Betty Robinson se retiró del atletismo tras aquellos Juegos, consciente de que había llegado todo lo lejos a lo que podía aspirar dada la delicada condición de su pierna. A base de pelear se había recuperado lo suficiente como para volver a competir en la élite, pero era consciente de que, ademas de que las pruebas individuales le estaban completamente vedadas, era cuestión de tiempo que dejase de ser competitiva también en los relevos. Decidió no seguir forzando la máquina: se había probado a sí misma que podía lograr lo imposible y no necesitaba más. Siguió ligada a las actividades deportivas ejerciendo como juez en diversas competiciones, pero por lo demás decidió llevar una vida completamente normal. Se casó y tuvo una existencia larga y tranquila. Murió en 1999, a los ochenta y siete años de edad. Habían transcurrido nada menos que setenta y uno desde que la primera reina de las pistas ganó su primera medalla de oro.
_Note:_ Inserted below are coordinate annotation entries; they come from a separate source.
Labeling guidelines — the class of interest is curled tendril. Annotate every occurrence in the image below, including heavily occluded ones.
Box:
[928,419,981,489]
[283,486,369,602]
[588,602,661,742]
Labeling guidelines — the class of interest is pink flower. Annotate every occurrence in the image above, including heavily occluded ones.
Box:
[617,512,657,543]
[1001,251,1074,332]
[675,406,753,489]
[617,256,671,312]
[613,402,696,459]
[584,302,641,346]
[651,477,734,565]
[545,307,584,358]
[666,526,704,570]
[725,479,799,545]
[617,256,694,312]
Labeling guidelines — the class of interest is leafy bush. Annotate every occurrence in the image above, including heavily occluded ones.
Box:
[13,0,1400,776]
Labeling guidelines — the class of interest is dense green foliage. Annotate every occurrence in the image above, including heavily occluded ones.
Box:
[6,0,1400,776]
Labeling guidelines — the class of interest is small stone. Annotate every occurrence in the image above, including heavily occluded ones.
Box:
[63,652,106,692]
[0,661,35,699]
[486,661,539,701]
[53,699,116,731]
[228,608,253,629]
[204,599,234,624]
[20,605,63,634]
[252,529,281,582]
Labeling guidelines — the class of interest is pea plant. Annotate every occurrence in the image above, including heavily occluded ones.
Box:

Cierto es que aquel accidente aéreo cercenó su breve reinado. No podemos saber qué hubiese logrado de no haber sucedido. Resulta lógico pensar que podría haber ganado más medallas en las Olimpiadas de Los Angeles y Berlín; medallas de oro, con bastante probabilidad. Si con aquellas severísimas lesiones que hubiesen retirado al 99% de los deportistas fue capaz de volver a competir a máximo nivel en 1936, cabe imaginar lo que podría haber hecho en el periodo 1932-36 de no haber sufrido aquel grave percance. Pero la medalla que obtuvo por la victoria en relevos fue algo más que un trofeo deportivo. Fue el premio a una denodada lucha personal e hizo de ella algo más que una competidora célebre: la convirtió en uno de los individuos más admirables de la historia olímpica. Siendo casi una niña, como quien dice sin enterarse y sin darse apenas cuenta, había salido de su pueblo para transformarse en una estrella. Después, a costa de muchos sacrificios y siendo plenamente consciente de lo difícil que le estaba resultando, no solamente volvió a ganar sino que se convirtió en lo más alto que puede aspirar a ser un deportista: se convirtió en un ejemplo. Tal vez la suya es la clase de historia que debería contarse en las escuelas. La primera vez que ganó una medalla, rompió la cinta de llegada sonriendo: esa imagen resumió cuál sería su actitud en la vida desde entonces. Cuando ocho años después volvía a sonreír con otra medalla de oro colgada al cuello, nadie mejor que ella sabía que se lo había tenido que ganar con creces. No está mal para alguien que se había estrellado con un avión y a quien habían dado por muerta en el maletero de un coche.